Normal, my solutions would not be based upon social correction (which is fundamentally where a lot of the entitlement programs lie). In other words, social correction is entitled based upon a past wrong (slavery, segregation, etc). Rather, the program has to be based upon economics. There has to be a quid pro quo between the government and the citizen in which the entitlement is based upon a plan to improve one’s self.

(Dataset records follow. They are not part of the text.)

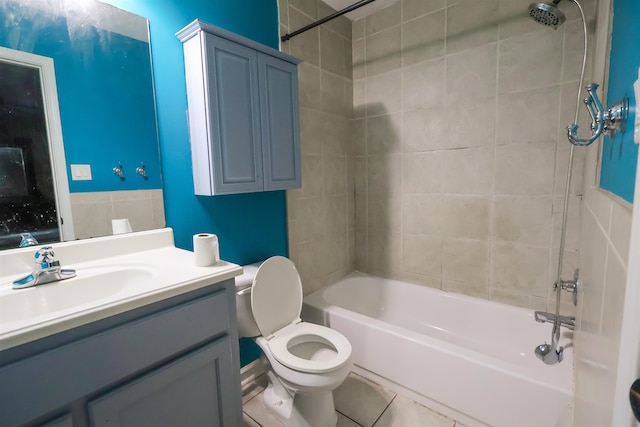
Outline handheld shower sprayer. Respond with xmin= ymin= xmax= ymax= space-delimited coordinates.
xmin=529 ymin=0 xmax=566 ymax=28
xmin=567 ymin=83 xmax=629 ymax=146
xmin=529 ymin=0 xmax=629 ymax=146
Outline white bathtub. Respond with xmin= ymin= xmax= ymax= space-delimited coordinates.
xmin=302 ymin=273 xmax=573 ymax=427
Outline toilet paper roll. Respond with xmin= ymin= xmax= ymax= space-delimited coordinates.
xmin=111 ymin=218 xmax=133 ymax=234
xmin=193 ymin=233 xmax=220 ymax=267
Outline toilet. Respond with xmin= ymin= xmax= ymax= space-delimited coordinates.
xmin=236 ymin=256 xmax=353 ymax=427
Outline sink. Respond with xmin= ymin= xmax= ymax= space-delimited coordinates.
xmin=0 ymin=266 xmax=156 ymax=323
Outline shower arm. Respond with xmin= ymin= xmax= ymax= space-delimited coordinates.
xmin=567 ymin=83 xmax=629 ymax=146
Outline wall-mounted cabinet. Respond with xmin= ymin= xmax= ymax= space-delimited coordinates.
xmin=176 ymin=20 xmax=301 ymax=196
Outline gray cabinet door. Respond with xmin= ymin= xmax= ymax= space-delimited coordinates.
xmin=258 ymin=54 xmax=301 ymax=190
xmin=205 ymin=33 xmax=263 ymax=194
xmin=89 ymin=337 xmax=242 ymax=427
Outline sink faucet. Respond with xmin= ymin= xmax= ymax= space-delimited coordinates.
xmin=13 ymin=246 xmax=76 ymax=289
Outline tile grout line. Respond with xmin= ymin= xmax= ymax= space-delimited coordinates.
xmin=371 ymin=393 xmax=398 ymax=427
xmin=336 ymin=409 xmax=368 ymax=427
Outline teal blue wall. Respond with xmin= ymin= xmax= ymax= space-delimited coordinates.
xmin=0 ymin=1 xmax=162 ymax=193
xmin=600 ymin=0 xmax=640 ymax=202
xmin=102 ymin=0 xmax=287 ymax=365
xmin=101 ymin=0 xmax=287 ymax=264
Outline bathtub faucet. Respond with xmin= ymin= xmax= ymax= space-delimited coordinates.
xmin=534 ymin=311 xmax=576 ymax=365
xmin=534 ymin=311 xmax=576 ymax=331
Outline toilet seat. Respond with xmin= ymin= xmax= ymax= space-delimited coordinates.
xmin=251 ymin=256 xmax=351 ymax=373
xmin=268 ymin=322 xmax=351 ymax=374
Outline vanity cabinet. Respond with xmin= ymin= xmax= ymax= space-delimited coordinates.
xmin=177 ymin=20 xmax=301 ymax=196
xmin=0 ymin=279 xmax=242 ymax=427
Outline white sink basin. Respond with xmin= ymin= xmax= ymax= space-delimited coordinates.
xmin=0 ymin=228 xmax=242 ymax=352
xmin=0 ymin=266 xmax=156 ymax=322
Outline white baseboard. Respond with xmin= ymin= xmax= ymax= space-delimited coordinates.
xmin=240 ymin=359 xmax=264 ymax=391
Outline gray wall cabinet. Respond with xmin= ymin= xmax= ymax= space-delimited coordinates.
xmin=0 ymin=279 xmax=242 ymax=427
xmin=177 ymin=20 xmax=301 ymax=196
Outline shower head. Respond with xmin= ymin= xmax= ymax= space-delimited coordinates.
xmin=529 ymin=0 xmax=566 ymax=28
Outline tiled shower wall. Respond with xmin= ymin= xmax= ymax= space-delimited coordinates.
xmin=350 ymin=0 xmax=593 ymax=314
xmin=71 ymin=190 xmax=165 ymax=239
xmin=279 ymin=0 xmax=355 ymax=294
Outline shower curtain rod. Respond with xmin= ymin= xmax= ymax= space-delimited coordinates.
xmin=280 ymin=0 xmax=376 ymax=42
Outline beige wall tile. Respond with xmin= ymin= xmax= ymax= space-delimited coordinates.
xmin=365 ymin=2 xmax=402 ymax=36
xmin=322 ymin=156 xmax=347 ymax=196
xmin=402 ymin=194 xmax=444 ymax=236
xmin=318 ymin=1 xmax=352 ymax=41
xmin=442 ymin=97 xmax=496 ymax=149
xmin=498 ymin=28 xmax=563 ymax=93
xmin=495 ymin=143 xmax=556 ymax=195
xmin=402 ymin=10 xmax=446 ymax=66
xmin=320 ymin=26 xmax=352 ymax=78
xmin=402 ymin=107 xmax=447 ymax=153
xmin=447 ymin=0 xmax=498 ymax=53
xmin=283 ymin=7 xmax=320 ymax=66
xmin=401 ymin=0 xmax=446 ymax=21
xmin=351 ymin=39 xmax=367 ymax=79
xmin=446 ymin=43 xmax=498 ymax=105
xmin=288 ymin=0 xmax=318 ymax=20
xmin=367 ymin=154 xmax=402 ymax=195
xmin=491 ymin=243 xmax=549 ymax=305
xmin=298 ymin=62 xmax=322 ymax=110
xmin=300 ymin=155 xmax=324 ymax=197
xmin=366 ymin=113 xmax=402 ymax=155
xmin=493 ymin=196 xmax=553 ymax=248
xmin=442 ymin=195 xmax=491 ymax=240
xmin=443 ymin=146 xmax=494 ymax=194
xmin=71 ymin=200 xmax=115 ymax=239
xmin=300 ymin=108 xmax=331 ymax=156
xmin=401 ymin=59 xmax=445 ymax=111
xmin=442 ymin=239 xmax=490 ymax=290
xmin=497 ymin=86 xmax=560 ymax=144
xmin=551 ymin=196 xmax=582 ymax=252
xmin=367 ymin=194 xmax=402 ymax=233
xmin=365 ymin=26 xmax=402 ymax=76
xmin=402 ymin=151 xmax=447 ymax=194
xmin=498 ymin=0 xmax=540 ymax=39
xmin=351 ymin=18 xmax=365 ymax=42
xmin=320 ymin=70 xmax=353 ymax=116
xmin=366 ymin=70 xmax=402 ymax=117
xmin=367 ymin=231 xmax=402 ymax=277
xmin=402 ymin=234 xmax=442 ymax=277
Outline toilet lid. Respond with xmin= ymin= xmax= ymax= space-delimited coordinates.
xmin=251 ymin=256 xmax=302 ymax=337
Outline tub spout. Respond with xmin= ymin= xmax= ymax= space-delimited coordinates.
xmin=534 ymin=311 xmax=576 ymax=331
xmin=536 ymin=343 xmax=564 ymax=365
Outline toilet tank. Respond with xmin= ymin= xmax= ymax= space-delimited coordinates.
xmin=235 ymin=262 xmax=262 ymax=338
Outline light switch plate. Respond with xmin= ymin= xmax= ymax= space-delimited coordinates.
xmin=633 ymin=68 xmax=640 ymax=144
xmin=71 ymin=165 xmax=92 ymax=181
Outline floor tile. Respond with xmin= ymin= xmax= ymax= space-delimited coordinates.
xmin=242 ymin=393 xmax=285 ymax=427
xmin=374 ymin=395 xmax=455 ymax=427
xmin=242 ymin=413 xmax=260 ymax=427
xmin=333 ymin=373 xmax=395 ymax=427
xmin=242 ymin=374 xmax=268 ymax=405
xmin=336 ymin=412 xmax=362 ymax=427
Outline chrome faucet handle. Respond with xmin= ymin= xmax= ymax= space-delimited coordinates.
xmin=34 ymin=246 xmax=60 ymax=269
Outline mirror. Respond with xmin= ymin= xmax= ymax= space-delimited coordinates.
xmin=0 ymin=0 xmax=165 ymax=251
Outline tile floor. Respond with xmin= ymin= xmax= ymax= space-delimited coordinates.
xmin=242 ymin=373 xmax=465 ymax=427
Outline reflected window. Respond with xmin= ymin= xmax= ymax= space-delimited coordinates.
xmin=0 ymin=61 xmax=60 ymax=249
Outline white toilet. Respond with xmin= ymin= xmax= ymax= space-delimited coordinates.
xmin=236 ymin=256 xmax=353 ymax=427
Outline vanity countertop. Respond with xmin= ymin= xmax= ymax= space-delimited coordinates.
xmin=0 ymin=228 xmax=242 ymax=351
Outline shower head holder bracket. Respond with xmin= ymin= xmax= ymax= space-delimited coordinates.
xmin=567 ymin=83 xmax=629 ymax=146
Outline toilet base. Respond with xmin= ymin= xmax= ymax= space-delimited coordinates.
xmin=263 ymin=360 xmax=338 ymax=427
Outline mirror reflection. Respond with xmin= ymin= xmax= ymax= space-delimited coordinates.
xmin=0 ymin=0 xmax=164 ymax=248
xmin=0 ymin=61 xmax=60 ymax=248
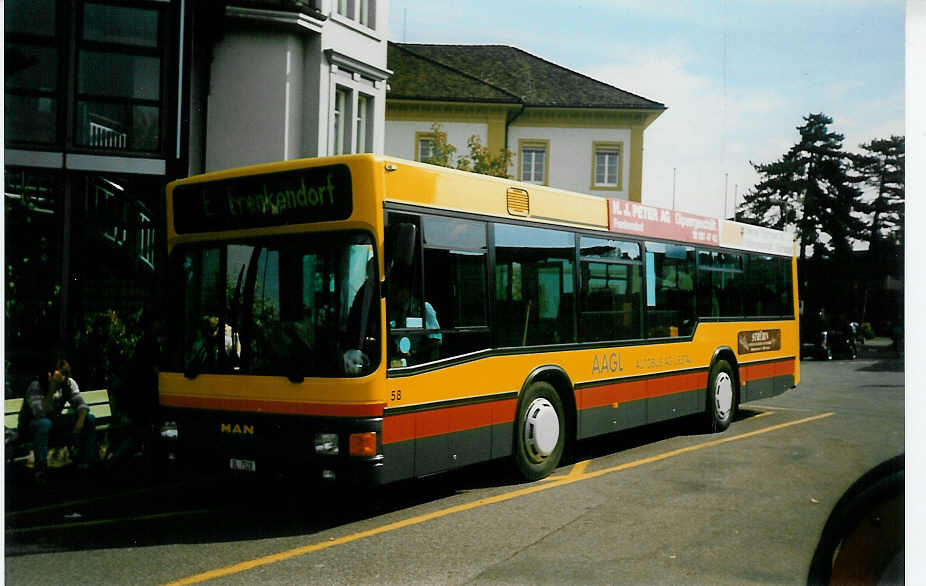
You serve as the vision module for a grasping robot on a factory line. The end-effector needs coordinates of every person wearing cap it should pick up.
[20,359,96,484]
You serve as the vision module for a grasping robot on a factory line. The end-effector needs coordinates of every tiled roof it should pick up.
[387,43,520,104]
[387,43,665,110]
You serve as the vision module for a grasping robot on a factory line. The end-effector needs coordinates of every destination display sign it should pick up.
[608,199,720,245]
[173,165,353,234]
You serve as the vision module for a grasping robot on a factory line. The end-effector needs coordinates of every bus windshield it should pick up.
[167,232,380,382]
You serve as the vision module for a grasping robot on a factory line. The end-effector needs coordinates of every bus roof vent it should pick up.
[508,187,531,216]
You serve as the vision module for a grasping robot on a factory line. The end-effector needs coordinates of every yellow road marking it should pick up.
[167,413,833,586]
[747,411,775,421]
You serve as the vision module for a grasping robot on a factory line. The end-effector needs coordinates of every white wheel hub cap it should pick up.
[714,372,733,419]
[524,398,559,461]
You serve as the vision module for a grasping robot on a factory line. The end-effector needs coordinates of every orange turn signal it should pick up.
[350,431,376,457]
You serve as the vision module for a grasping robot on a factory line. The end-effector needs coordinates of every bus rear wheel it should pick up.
[707,360,737,431]
[514,382,566,480]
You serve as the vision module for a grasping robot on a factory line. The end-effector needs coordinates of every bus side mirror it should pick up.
[391,223,418,267]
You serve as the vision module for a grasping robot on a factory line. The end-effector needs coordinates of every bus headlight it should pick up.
[315,433,339,456]
[350,431,376,457]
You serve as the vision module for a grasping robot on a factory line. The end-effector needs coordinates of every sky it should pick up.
[389,0,908,216]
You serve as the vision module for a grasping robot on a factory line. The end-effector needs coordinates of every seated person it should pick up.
[388,284,443,366]
[20,359,96,484]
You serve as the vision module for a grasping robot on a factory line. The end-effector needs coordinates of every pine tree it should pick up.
[852,136,906,246]
[852,136,905,319]
[737,113,863,261]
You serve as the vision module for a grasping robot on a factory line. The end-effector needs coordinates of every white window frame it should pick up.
[354,92,373,153]
[331,85,353,155]
[334,0,377,30]
[591,142,624,191]
[415,132,437,163]
[518,139,550,185]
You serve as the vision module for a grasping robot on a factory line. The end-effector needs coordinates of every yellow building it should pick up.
[385,43,666,201]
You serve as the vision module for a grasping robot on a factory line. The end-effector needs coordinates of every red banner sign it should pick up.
[608,199,720,245]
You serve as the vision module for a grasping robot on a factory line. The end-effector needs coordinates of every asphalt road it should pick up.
[5,358,904,584]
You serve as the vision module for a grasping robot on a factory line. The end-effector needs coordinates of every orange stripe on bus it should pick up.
[383,399,517,444]
[740,358,794,381]
[161,395,386,417]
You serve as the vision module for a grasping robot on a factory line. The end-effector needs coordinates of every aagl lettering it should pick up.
[592,352,624,374]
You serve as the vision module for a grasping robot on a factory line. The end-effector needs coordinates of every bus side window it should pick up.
[646,242,697,338]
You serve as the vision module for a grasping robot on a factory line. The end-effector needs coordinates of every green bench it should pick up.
[3,389,113,462]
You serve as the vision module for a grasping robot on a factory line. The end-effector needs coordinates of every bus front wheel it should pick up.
[707,360,736,431]
[514,382,566,480]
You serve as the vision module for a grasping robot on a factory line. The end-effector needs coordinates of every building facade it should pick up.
[4,0,389,396]
[385,43,666,201]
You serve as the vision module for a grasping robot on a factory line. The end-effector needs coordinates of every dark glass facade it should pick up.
[4,0,182,397]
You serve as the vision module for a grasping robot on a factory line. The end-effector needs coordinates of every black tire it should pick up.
[513,382,566,481]
[707,360,739,432]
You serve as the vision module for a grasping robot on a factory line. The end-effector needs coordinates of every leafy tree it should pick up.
[457,134,513,179]
[737,113,864,261]
[424,122,514,179]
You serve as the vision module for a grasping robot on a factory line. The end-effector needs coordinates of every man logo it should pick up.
[221,423,254,435]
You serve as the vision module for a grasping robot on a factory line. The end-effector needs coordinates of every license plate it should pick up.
[229,458,257,472]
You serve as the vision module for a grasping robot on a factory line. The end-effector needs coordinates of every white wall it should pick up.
[206,29,303,171]
[508,125,630,199]
[385,120,489,161]
[205,0,388,171]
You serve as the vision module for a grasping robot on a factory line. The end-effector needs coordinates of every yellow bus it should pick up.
[159,155,800,484]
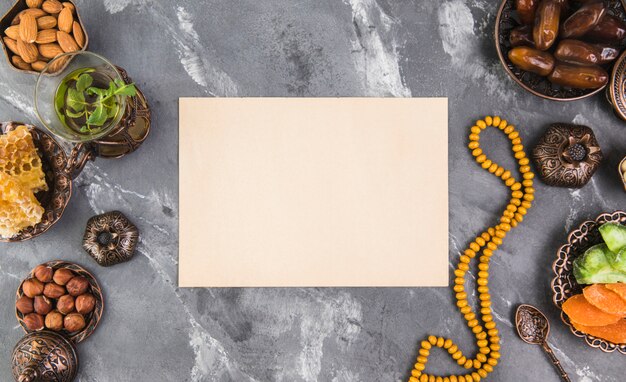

For example, welfare. The only way, the ONLY WAY someone is going to get out of poverty and break that vicious cycle is through education. Instead of giving someone welfare just because they have no income and three kids, give people a new program in which they agree to work towards a trade, skill or degree in return for assistance. is it going to be hard, yes, but if they want to, they can get out of poverty (I am living proof, and I know it sucked for my parents).
Kamchak
May 29th, 2009
2:59 pm
Whattheheck
If name calling floats your boat, your handle says it all….
Whattheheck
May 29th, 2009
3:30 pm
Kamchak,
Ha Ha!! We can poke fun at each other, cant we? have we become so PC, so sensitive that we cant do that? calling names to be harsh…bad. Calling names in a friendly way…okay.